Each team requires a name, a captain, a cart, and at least five members. Teams have an average of six to 10 members, and their ranks tend to swell over consecutive years, Smith said: "The more times you do it the more you have an entourage and production, and we are all about production and showmanship.”

It's custom for teams to decorate their carts according to a unique theme.

Winning this race has nothing to do with speed — it's all about enthusiasm, creativity, and...bribery.

The Idiotarod has no prescribed route; competitors choose their own between "checkpoints" where they're submitted to various tests and trials administered by monitors wearing lab coats. 

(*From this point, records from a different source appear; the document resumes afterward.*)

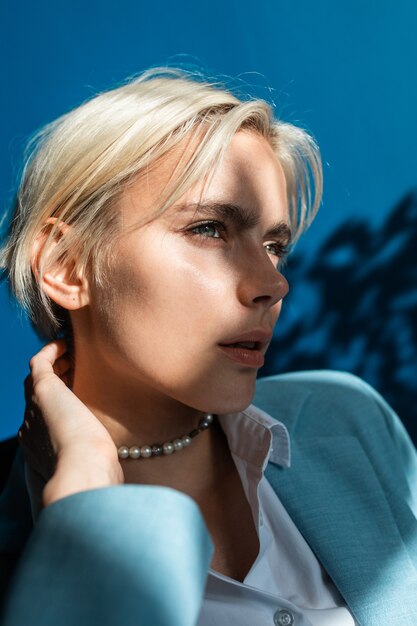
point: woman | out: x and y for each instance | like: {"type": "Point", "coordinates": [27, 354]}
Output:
{"type": "Point", "coordinates": [147, 242]}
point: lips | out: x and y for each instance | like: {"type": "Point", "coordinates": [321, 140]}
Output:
{"type": "Point", "coordinates": [253, 339]}
{"type": "Point", "coordinates": [248, 348]}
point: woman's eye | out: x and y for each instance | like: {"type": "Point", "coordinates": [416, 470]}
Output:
{"type": "Point", "coordinates": [277, 249]}
{"type": "Point", "coordinates": [209, 230]}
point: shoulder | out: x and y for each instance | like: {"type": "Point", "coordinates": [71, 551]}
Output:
{"type": "Point", "coordinates": [325, 401]}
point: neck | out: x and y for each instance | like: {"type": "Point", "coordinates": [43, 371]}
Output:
{"type": "Point", "coordinates": [135, 415]}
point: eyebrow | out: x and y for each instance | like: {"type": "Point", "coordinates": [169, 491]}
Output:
{"type": "Point", "coordinates": [240, 216]}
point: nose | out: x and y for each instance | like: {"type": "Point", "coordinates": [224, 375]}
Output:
{"type": "Point", "coordinates": [262, 283]}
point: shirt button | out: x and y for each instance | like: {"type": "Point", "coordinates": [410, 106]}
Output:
{"type": "Point", "coordinates": [283, 618]}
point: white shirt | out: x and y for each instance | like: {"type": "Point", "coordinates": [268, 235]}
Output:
{"type": "Point", "coordinates": [286, 584]}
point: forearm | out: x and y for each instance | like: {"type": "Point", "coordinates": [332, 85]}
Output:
{"type": "Point", "coordinates": [80, 470]}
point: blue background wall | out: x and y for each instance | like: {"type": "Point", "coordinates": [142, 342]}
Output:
{"type": "Point", "coordinates": [344, 71]}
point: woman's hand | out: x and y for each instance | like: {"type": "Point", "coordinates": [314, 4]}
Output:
{"type": "Point", "coordinates": [63, 442]}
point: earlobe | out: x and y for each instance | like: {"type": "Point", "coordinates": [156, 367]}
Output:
{"type": "Point", "coordinates": [61, 282]}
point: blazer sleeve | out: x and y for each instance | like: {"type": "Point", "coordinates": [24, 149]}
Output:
{"type": "Point", "coordinates": [129, 554]}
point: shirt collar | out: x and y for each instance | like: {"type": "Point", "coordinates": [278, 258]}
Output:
{"type": "Point", "coordinates": [256, 437]}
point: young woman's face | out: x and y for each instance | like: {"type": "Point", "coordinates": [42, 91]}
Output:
{"type": "Point", "coordinates": [193, 280]}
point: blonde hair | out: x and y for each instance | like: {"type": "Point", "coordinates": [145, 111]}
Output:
{"type": "Point", "coordinates": [77, 167]}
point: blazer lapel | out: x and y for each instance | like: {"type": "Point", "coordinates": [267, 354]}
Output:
{"type": "Point", "coordinates": [337, 502]}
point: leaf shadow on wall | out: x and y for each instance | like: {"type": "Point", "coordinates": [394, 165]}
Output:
{"type": "Point", "coordinates": [362, 317]}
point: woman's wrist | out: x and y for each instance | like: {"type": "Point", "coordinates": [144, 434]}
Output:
{"type": "Point", "coordinates": [80, 470]}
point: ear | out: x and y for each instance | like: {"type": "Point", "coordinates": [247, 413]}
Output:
{"type": "Point", "coordinates": [61, 282]}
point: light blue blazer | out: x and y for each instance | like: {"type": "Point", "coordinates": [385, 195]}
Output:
{"type": "Point", "coordinates": [138, 555]}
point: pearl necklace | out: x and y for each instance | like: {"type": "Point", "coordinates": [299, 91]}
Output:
{"type": "Point", "coordinates": [158, 449]}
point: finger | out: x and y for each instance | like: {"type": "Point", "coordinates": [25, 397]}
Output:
{"type": "Point", "coordinates": [63, 365]}
{"type": "Point", "coordinates": [67, 379]}
{"type": "Point", "coordinates": [42, 362]}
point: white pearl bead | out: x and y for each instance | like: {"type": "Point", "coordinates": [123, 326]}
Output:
{"type": "Point", "coordinates": [123, 452]}
{"type": "Point", "coordinates": [168, 447]}
{"type": "Point", "coordinates": [146, 451]}
{"type": "Point", "coordinates": [134, 452]}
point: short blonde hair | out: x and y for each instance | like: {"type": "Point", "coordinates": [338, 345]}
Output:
{"type": "Point", "coordinates": [77, 167]}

"My checkpoint tends to really go with the laboratory testing theme, so in the past we’ve done pricking fingers and taking blood sample, we’ve done things like tongue [depressors]," Smith said. Last year, Smith's team measured contestants' body parts — "in a G-rated way," she added — to see if they were proportionate according to certain ideal measurements. 

Teams that complete checkpoint tasks with good humor advance to the next stop and eventually the finish line. 

While most ethical contest frown on bribes, the Idiotarod encourages competitors to ply checkpoint monitors and judges with those of the adult-beverage variety. One year, a team dressed up as a chess set even handed out compact boxes containing travel sets of the board game.

► Idiotarod judges award all kinds of prizes — not just "Best in Show" or "Best Bribery."

For Smith, standout teams from past years, the kinds meriting a "Best in Show" accolade, include "Team Danger Zone," manned by military pilots from the 1986 film "Top Gun," "Remus vs. Romulus," guarded by two battalions of Roman guards, and "Thomas the Train Wreck," pushed along by a crew of fallen storybook characters.

But judges have also created new categories for carts that defies classification, like "Pee Wee's Playcart."

A tribute to the children's TV show "Pee-wee's Playhouse," the Playcart earned an award for the nostalgia it inspired.

Organizers destroy carts at the event's after-party as if they were cars in a demolition derby.

Idiotarod coordinators decided they would destroy all evidence of their merrymaking after the inaugural race, when carts were abandoned in a park and the city's Department of Sanitation called to complain, Smith said.

In 2013, organizers used a "cart-a-pult" to fling the carts against a wall, collecting the scrap metal for donation, Smith said.

In 2015, they crushed the carts with forklifts.